The police have so far referred 959 people for prosecution for violating laws to control the virus, including hundreds charged with flouting a government order to wear masks or ​breaking quarantine to go out to eat, drink, smoke, take out the garbage or report to their workplaces. The police arrested at least four people, including two pastors, who were accused of misleading epidemiological investigations ​by lying about their whereabouts​ or the size of their church congregations.

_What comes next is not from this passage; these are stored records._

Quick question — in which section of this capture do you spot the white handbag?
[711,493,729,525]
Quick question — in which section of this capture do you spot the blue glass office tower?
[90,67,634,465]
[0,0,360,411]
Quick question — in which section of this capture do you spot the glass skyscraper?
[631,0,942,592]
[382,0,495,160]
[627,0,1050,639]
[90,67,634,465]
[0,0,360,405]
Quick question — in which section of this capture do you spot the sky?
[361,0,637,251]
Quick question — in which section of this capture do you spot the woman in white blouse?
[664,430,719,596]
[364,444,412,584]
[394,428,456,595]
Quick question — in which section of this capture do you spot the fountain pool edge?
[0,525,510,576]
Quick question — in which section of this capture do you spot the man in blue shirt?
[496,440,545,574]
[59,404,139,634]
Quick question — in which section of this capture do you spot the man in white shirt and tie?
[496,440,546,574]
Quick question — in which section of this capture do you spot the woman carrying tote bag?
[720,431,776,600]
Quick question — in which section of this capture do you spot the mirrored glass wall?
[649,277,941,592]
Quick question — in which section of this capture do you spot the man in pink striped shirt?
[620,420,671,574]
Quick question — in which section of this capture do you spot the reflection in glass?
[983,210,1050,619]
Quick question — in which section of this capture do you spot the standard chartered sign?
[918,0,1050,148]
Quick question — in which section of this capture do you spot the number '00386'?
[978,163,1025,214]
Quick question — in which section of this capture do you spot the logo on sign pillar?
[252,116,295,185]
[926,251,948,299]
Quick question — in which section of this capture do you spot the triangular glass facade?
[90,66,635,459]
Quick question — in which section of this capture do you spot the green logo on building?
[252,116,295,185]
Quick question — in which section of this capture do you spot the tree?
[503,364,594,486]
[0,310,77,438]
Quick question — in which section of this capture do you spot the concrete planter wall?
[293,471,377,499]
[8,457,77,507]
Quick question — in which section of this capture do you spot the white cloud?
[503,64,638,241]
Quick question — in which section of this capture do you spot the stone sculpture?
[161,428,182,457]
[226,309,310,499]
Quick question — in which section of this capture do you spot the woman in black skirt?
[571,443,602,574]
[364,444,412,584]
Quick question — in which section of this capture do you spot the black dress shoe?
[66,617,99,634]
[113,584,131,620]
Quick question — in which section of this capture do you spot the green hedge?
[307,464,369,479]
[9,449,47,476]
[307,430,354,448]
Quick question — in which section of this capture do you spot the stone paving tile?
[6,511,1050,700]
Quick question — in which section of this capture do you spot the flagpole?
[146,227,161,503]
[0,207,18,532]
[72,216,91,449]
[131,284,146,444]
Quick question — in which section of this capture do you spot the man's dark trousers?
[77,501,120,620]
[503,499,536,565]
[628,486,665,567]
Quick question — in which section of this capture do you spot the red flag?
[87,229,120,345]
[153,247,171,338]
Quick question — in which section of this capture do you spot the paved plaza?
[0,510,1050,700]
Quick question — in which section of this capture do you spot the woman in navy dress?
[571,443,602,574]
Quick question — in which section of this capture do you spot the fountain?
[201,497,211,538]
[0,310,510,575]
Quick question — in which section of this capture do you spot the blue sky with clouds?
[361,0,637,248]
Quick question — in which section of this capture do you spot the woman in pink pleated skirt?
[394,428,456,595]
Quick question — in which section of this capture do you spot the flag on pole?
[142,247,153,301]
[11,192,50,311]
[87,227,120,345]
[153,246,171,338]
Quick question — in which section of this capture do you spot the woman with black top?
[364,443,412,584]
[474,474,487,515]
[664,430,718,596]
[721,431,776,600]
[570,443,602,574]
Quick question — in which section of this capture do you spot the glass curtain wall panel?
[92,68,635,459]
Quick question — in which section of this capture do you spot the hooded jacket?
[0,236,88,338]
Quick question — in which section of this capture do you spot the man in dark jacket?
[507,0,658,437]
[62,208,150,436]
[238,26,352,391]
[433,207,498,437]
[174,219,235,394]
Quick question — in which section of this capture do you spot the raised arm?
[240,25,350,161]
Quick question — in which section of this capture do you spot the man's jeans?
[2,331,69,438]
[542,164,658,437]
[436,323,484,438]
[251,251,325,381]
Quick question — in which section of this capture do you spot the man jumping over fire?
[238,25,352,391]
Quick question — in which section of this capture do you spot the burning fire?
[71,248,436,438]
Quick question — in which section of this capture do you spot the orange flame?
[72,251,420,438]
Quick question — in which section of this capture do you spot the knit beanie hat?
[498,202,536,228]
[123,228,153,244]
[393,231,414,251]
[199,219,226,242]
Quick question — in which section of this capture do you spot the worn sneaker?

The authorities have also detained 202 people on suspicion of ​spreading disinformation and leaking personal data​, including people who claimed on YouTube that the government was manipulating test results to keep dissidents in quarantine. ​The southeastern city of Busan sued ​six ​churches that defied government orders not to meet for services. ​

In the past week, the government announced a series of measures that had been discussed before the pandemic, like increasing the number of medical school students. But young doctors went on strike in protest, saying that there are already enough doctors and that the government instead needed to invest in improving medical services in rural areas. The government sued several doctors who refused to return to work.

The doctors said they were also disillusioned with the government’s heavy-handed methods in trying to push through its controversial policies while the whole nation was struggling with the pandemic.

“But talking to them has been like talking to a wall,” said Dr. Park Jee-hyun, a leader of the doctors on strike.